Since 2009, Brown has been trying to get help for her community to no avail.

“Really, nothing has changed,” she says.

That’s why Brown has decided to take matters into her own hands, becoming the first Nova Scotian to lay charges as a private prosecutor under the Environment Act.

“Marlene and other residents in Harrietsfield have been facing this horrendous situation, basically not being able to drink their water from their local wells, and through no fault of their own, simply because of where they happened to live,” says environmental lawyer Jamie Simpson, who along with Lisa Mitchell from East Coast Environmental Law, will be representing Brown in the 

“So we’re taking the unusual step, or the extraordinary step,” Simpson says, “of actually using a provision within the Criminal Code that enables anyone to lay charges against someone who’s allegedly violated or committed an offense.”

Brown is alleging that the recycling depot’s owners have violated the Nova Scotia Environment Act in two ways: First, by failing to prevent the release of harmful substances into the environment; second, by failing to comply with the terms in the ministerial orders issued to them by the province.

“Charges have been laid under the Environment Act in other situations, but in this particular case, no charges have been made yet” by the province, Simpson explains. “So that’s why we’re taking this step as a private citizen, which has never been done outside of the Criminal Code offenses.”

Basically, Simpson says, they’re going down this route “because the province hasn’t acted,” even though the charges are against the individuals whose operations at the site were proven to have caused the contamination.

Simpson also says that if the prosecution goes forward and Brown were to win, having a court order would be different from receiving a Ministerial Order.

“There may be more consequences for violating an order that’s given by a judge compared to an order given by a minister,” he says.

In 2010, the minister of Environment issued an order to the parties who owned and operated at the site in question from the early 2000s up until the department shut it down in January 2013. Shortly after being issued, this order was appealed by one of the parties listed, beginning a tangled series of legal proceedings that most recently culminated in the latest appeal’s dismissal by Nova Scotia’s Supreme Court back in March.

Terms of the orders include ongoing water monitoring of residential wells within 500 metres of the site, as well as paying for and conducting a cleanup.

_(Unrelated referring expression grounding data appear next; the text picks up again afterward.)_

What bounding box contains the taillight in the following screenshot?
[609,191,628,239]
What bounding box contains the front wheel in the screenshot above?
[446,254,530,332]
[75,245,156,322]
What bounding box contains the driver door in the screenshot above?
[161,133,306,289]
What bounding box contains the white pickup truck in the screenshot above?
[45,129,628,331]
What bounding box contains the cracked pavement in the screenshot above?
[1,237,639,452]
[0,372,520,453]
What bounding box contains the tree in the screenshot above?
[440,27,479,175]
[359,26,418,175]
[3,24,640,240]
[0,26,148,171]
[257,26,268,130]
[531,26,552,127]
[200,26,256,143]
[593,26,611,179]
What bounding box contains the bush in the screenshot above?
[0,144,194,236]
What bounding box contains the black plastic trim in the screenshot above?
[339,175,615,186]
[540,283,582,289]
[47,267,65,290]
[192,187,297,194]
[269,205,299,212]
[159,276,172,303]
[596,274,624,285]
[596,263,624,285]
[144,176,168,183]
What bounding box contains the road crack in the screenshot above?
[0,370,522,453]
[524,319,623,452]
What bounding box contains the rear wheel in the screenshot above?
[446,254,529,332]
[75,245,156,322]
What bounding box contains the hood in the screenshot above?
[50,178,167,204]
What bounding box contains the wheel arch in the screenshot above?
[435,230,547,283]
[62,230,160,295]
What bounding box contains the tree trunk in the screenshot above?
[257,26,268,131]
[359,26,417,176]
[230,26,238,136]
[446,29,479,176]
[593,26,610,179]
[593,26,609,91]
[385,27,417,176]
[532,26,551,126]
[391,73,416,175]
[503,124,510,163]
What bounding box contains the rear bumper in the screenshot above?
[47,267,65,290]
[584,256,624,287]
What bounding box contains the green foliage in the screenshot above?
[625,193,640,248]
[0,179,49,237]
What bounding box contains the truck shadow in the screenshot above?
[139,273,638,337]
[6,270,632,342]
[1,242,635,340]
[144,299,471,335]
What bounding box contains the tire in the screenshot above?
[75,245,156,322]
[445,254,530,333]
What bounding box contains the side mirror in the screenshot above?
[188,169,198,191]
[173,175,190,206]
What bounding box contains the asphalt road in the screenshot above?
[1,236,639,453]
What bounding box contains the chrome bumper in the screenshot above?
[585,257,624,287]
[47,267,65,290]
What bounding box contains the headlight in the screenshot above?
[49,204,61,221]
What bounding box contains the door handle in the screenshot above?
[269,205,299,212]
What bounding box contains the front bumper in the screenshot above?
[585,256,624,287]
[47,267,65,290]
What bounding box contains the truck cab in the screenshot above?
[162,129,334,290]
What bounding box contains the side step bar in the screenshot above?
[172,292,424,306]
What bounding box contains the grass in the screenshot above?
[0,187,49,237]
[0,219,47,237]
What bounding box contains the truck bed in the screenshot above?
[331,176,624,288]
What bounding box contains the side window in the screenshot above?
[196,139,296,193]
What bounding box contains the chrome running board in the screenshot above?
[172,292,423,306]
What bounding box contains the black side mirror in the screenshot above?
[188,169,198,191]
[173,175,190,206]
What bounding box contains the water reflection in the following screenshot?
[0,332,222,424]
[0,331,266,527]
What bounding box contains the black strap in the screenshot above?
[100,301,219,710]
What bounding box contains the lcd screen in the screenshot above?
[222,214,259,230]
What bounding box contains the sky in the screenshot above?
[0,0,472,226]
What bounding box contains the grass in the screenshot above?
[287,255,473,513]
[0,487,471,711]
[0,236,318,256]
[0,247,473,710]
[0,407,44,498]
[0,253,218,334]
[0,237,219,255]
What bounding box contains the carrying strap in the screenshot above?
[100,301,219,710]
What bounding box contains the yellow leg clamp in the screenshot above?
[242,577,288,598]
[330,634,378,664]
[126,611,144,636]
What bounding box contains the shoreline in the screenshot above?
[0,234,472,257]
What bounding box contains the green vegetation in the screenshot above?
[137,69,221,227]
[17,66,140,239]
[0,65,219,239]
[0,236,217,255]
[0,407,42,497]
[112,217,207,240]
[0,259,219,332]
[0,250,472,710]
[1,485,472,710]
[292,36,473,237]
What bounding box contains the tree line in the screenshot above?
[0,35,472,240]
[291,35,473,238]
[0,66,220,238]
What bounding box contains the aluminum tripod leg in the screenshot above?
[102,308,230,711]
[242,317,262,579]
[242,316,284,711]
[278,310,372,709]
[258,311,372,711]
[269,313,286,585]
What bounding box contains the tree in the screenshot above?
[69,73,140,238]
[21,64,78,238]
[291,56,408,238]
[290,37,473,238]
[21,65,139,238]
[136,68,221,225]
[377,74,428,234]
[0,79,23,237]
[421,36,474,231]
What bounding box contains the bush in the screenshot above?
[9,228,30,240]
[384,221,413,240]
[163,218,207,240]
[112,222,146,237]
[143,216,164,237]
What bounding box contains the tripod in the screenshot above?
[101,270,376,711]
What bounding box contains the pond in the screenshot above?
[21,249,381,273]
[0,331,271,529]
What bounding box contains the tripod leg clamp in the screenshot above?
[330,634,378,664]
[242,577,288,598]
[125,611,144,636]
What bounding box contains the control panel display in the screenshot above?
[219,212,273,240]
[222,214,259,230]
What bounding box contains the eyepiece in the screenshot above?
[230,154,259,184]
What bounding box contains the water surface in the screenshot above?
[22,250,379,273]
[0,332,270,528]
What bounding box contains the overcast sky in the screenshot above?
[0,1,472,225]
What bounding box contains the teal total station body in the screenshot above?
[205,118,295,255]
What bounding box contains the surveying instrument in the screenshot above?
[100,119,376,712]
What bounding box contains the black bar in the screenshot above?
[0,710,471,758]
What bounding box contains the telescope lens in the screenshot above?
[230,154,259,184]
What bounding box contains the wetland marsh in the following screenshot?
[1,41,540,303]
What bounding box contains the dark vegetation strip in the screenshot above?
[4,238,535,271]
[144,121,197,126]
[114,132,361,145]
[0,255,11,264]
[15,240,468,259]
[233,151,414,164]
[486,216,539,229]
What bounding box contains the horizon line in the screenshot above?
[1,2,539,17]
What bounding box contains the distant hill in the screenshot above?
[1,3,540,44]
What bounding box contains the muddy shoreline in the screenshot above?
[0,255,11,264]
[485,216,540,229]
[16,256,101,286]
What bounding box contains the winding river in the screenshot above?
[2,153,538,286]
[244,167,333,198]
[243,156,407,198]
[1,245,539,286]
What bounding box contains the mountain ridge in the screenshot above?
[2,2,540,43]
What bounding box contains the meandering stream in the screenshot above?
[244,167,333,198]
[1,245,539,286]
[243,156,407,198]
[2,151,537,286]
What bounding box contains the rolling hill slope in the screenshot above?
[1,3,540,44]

However, the individuals listed in the orders have a history of non-compliance.

“The companies need to comply. They need to clean up the area, they need to address the contamination. Don’t just take down your sign and walk away like it never happened,” says Brown.

In November 2016, minister Miller announced that the government would be providing water treatment systems to eight of the homes that were flagged for having water that was too severely contaminated to drink, brush your teeth with or clean dishes with.

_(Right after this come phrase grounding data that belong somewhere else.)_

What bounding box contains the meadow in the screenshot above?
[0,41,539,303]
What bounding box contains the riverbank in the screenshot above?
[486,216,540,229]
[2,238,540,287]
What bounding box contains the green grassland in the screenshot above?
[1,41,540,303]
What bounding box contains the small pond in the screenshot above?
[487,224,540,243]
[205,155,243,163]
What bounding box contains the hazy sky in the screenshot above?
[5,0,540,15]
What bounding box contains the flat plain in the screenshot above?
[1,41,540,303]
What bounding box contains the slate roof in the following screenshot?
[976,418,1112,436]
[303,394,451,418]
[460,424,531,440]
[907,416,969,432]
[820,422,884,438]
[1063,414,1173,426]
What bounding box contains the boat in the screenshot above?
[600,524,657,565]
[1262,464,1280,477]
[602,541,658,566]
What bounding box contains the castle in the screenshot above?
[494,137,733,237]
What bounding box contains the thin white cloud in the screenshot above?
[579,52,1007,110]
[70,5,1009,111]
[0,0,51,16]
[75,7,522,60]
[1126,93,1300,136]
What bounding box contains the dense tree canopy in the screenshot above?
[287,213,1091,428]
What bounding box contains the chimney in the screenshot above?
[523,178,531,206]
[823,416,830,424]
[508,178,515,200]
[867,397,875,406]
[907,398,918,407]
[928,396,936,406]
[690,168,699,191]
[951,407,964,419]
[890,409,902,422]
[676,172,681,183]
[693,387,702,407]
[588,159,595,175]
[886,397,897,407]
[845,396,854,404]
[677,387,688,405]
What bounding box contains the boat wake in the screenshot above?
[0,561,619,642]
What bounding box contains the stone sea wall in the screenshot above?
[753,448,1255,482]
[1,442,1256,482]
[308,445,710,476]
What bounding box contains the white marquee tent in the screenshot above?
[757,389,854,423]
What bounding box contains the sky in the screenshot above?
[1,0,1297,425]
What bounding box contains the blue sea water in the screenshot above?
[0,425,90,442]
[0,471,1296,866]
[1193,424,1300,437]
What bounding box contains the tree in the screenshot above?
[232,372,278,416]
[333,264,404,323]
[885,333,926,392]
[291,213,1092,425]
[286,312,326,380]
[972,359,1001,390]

The province is providing funding for the cost of installation, water testing and maintenance for five years, in partnership with HRM.

“We appreciate the systems. It’s a good start,” Brown says. “But there were another 11 homes in the Ministerial Order that are not even being looked at.”

In light of the continued inaction and mounting frustrations, Brown is organizing this weekend’s water walk in Harrietsfield on May 7, and will be asking Harrietsfield district councillor Stephen Adams and Halifax Atlantic MLA Brendan Maguire to participate.

The walk will be from the Harrietsfield Elementary School to the contaminated recycling site and back again—about 500 metres in total.

“People need to know that within that 500 metres, what’s happening,” Brown says.